Es scheinen sich die Gemüter hier inzwischen ein wenig beruhigt zu haben, da will ich vorsichtig auch noch meinen Senf dazu geben, und zwar aus einer Sicht, die mit solchen Fällen selbst schon zu tun hatte. Ich war eine Zeit lang am Gericht genau für solche Fälle zuständig, nämlich die Anordnung der Entfernung von Kindern aus der Familie.

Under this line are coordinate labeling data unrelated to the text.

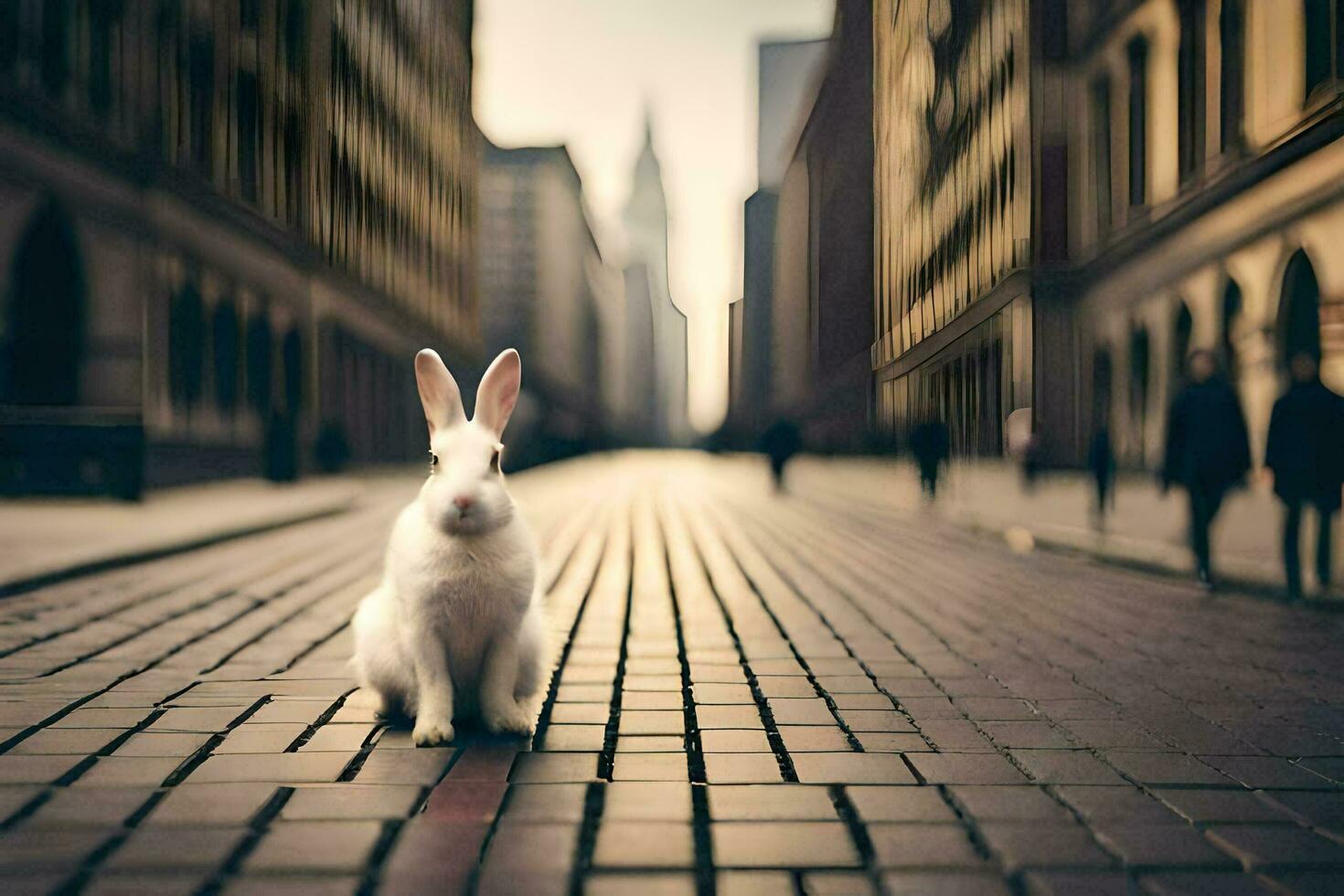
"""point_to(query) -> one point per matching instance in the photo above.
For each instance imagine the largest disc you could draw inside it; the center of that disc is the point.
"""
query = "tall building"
(821, 280)
(953, 187)
(646, 258)
(228, 229)
(1206, 174)
(788, 78)
(538, 262)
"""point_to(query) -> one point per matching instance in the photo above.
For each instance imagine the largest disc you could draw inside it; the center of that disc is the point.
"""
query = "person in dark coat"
(1101, 463)
(781, 441)
(929, 445)
(1207, 450)
(1306, 453)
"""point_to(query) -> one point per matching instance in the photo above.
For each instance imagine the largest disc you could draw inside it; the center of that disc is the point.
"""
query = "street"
(754, 693)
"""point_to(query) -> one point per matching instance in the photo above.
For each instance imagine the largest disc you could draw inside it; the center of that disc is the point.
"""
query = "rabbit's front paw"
(429, 733)
(509, 720)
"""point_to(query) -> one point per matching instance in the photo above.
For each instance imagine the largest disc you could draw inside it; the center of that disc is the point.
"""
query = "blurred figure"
(929, 445)
(1207, 450)
(1306, 454)
(1101, 463)
(781, 441)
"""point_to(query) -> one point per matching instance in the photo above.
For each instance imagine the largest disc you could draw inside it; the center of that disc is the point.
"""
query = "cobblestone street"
(820, 692)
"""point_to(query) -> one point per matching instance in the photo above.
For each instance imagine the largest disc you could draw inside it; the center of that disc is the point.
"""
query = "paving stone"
(332, 738)
(423, 766)
(652, 721)
(857, 769)
(814, 739)
(901, 804)
(103, 807)
(1204, 806)
(652, 883)
(162, 847)
(342, 802)
(649, 766)
(546, 802)
(281, 769)
(945, 883)
(771, 802)
(1066, 767)
(554, 767)
(211, 805)
(574, 738)
(54, 741)
(921, 847)
(646, 801)
(752, 883)
(965, 769)
(581, 713)
(644, 844)
(197, 719)
(128, 772)
(882, 741)
(729, 718)
(1037, 845)
(783, 844)
(652, 700)
(315, 845)
(741, 767)
(1275, 845)
(1166, 769)
(729, 741)
(162, 744)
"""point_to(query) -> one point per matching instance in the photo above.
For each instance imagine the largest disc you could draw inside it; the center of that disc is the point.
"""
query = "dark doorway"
(43, 340)
(1298, 311)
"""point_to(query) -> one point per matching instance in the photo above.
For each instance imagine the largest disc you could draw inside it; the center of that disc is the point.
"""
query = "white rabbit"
(456, 629)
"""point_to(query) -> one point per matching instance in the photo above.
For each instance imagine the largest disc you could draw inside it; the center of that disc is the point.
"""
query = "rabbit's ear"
(440, 395)
(497, 394)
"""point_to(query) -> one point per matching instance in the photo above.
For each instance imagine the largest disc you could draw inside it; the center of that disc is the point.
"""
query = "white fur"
(456, 627)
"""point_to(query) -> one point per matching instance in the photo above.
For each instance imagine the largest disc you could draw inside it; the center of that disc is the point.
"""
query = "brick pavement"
(752, 695)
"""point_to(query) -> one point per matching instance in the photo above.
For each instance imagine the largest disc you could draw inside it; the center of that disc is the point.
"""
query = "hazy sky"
(582, 71)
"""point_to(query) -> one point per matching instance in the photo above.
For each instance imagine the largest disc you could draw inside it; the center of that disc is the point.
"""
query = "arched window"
(258, 364)
(1183, 326)
(1298, 311)
(1232, 311)
(1232, 35)
(225, 337)
(1138, 378)
(43, 335)
(1137, 53)
(186, 346)
(1191, 86)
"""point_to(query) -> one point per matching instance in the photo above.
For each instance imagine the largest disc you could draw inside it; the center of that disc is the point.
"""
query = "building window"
(225, 335)
(1324, 42)
(1137, 121)
(248, 111)
(1232, 78)
(1101, 149)
(56, 46)
(200, 71)
(1191, 86)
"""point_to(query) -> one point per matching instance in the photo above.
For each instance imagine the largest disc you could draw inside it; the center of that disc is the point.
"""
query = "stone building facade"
(226, 229)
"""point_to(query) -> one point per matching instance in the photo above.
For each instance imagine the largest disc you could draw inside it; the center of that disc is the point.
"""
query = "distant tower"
(646, 240)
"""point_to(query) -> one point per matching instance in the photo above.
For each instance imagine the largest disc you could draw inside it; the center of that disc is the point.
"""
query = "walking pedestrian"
(1306, 455)
(781, 441)
(1101, 461)
(1207, 450)
(929, 445)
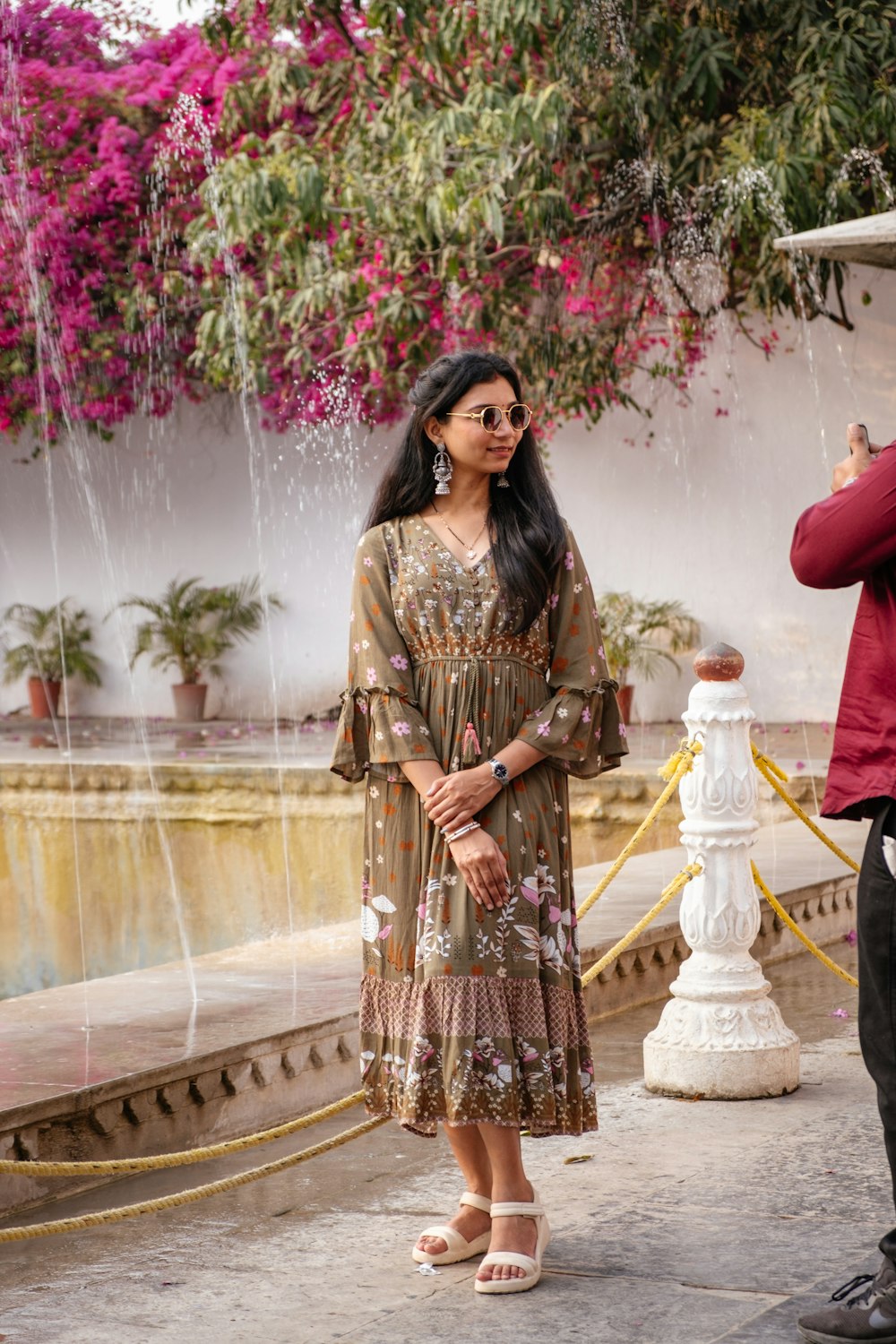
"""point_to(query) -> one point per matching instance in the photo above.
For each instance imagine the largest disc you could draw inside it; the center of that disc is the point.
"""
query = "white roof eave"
(871, 241)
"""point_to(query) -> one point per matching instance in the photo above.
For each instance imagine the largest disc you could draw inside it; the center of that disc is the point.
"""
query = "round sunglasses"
(490, 417)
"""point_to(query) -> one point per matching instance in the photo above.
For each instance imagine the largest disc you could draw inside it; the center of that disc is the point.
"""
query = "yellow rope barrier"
(794, 927)
(123, 1166)
(694, 870)
(774, 774)
(188, 1196)
(678, 763)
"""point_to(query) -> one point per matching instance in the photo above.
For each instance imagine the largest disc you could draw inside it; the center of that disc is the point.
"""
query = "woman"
(476, 683)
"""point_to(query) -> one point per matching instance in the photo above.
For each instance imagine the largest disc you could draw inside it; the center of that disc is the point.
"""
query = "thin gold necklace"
(470, 548)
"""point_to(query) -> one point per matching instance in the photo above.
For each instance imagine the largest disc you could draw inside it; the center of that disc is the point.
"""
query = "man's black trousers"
(876, 919)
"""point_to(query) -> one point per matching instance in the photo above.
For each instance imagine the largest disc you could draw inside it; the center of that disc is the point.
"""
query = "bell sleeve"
(579, 728)
(381, 722)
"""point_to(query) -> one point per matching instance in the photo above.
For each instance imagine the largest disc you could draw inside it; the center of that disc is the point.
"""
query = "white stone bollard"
(720, 1035)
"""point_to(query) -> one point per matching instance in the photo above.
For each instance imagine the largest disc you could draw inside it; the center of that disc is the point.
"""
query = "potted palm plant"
(641, 637)
(53, 648)
(193, 626)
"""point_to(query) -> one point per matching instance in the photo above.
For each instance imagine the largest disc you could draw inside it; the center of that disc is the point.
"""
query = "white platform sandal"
(458, 1247)
(530, 1265)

Von allen Beiträgen hier hat
@MissMary die realistischsten Beschreibungen der Situation gegeben. In den seltensten Fällen sind die Dinge einfach und klar, man darf nie vergessen, dass es sich bei den Opfern, oder Betroffenen, hier um Kinder handelt, die in der Regel ganz und gar nicht rational handeln und denken, sondern rein emotional. Und in so einem Fall wie diesem steht deren Welt komplett Kopf: der Vater schlägt die Mutter krankenhausreif - das ist eine Katastrophe für sich. Die beiden Bezugspersonen, deren Handeln von den Kindern immer als positiv und ideal empfunden werden sollte, und die automatisch von Geburt an einen gewissen Vertrauensvorschuss haben - die handeln auf einmal ganz gegenteilig.
Dann kommen Fremde, die Polizei, Sozialarbeiter usw. ins Spiel, und die sollen nun wieder Entscheidungen treffen, die sich ganz gravierend auf die Kinder auswirken werden: so oder so. Die Entfernung aus der Familie ist ein schweres Trauma, wenn man nicht das Glück hat, die Kinder in die Obhut naher und vertrauter Verwandter geben zu können, z.B. den Grosseltern. Aber Pflegeltern sind völlig fremde Personen. Kinder empfinden das kaum weniger traumatisch als wenn man als Erwachsener verhaftet wird. Denn bei allem Chaos, das gerade entstanden ist, empfinden sie Vater und Mutter als die natürlichen Bezugspersonen, die ihnen Schutz vor allem drohenden Fremden gewähren.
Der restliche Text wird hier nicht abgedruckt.